The current situation of Iran versus the international community resembles parts of Rogers and Hammerstein’s ‘The Sound of Music,’ in terms of one aptly named song: A group of Austrian nuns sing about an unorthodox nun named Maria, saying, “How do you solve a problem like Maria?” Replace the nuns with the international community and ‘Maria’ with ‘Iran,’ and you get a nice summary of the current debate over Iran.
The international community seems at a loss with how exactly to deal with Iran’s increasingly bellicose behavior. Many media outlets have picked up on this and suggested that Iran is fast becoming uncontrollable, even dangerous. With Israel seeking to do the ‘decent’ thing and bomb Iran indiscriminately, the debate now is fast becoming one of “to bomb or not to bomb?”
But, is it right to categorise the Iran debate as ‘heating up’? Or is merely just a war of words, with every word being over-analysed, but actions on the ground rather thin?
Iran’s increasingly florid use of vocabulary and choice phrases may make the situation look worse than it is. Recently, Iran’s interior minister declared that the enemies of Iran had received a: “slap in the face” and a “punch in the mouth.” The U.S. has also recently stated that all options were still on the table vis-à-vis Iran, thereby contributing to a fictional escalation of the situation.
Yet, in the midst of all this warring of words came the news that Iran had proposed to resume talks over its nuclear programme. Odd step, one might think, for a country so publicly defiant over its sovereign right to a nuclear program. This is strikingly contradictory, as when the debate is supposedly heating up, Iran suddenly tries to tone it down. Not really the act of a war-crazed, soon to be nuclear-armed, religious zealot of a regime, is it?
The reality is we may be reading too much into the words uttered by leaders in the current Iran debate. Most of those bellicose phrases are earmarked for domestic consumption, but are not statements of policy.
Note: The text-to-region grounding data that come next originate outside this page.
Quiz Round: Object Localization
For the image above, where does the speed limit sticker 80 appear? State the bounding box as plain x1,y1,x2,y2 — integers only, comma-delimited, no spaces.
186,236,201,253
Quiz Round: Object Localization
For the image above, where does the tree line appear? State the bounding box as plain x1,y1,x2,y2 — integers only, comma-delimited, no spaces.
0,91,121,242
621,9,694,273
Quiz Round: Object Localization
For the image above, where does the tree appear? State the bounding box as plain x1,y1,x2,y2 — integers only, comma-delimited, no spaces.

If they reflected Iran’s true position, it would have started a war unilaterally many, many months ago.
It is slightly tragicomic to imagine that when the outside media or Western politicians seize on these gems of Iranian rhetoric, a bedraggled government spokesman in Tehran goes: “Not again, please.”
Undoubtedly there are deep issues. Tehran has remained steadfastly on course with its nuclear ambitions, and the international community has tightened sanctions to the point when everyone in Iran is feeling the effects. There is a serious underlying need to ensure Iran is returned to the international fold as swiftly as possible, to avoid a regional nightmare.
However, this has been the case for at least two to three years. It’s nothing new.
The recent escalation of insults on both sides has sent the media into a frenzy of speculation as to what, where, when, and how this situation might escalate. Unfortunately, this means Iran and the international community are in a position where they will lose face if they step down or tone down the rhetoric.
There is very little chance of military action this summer against Iran. But, the danger is that in the forthcoming months, we lose sight of subtle concessions and hints from the Iranian regime by focusing on the obvious and inconsequential war of words between Iran and the West.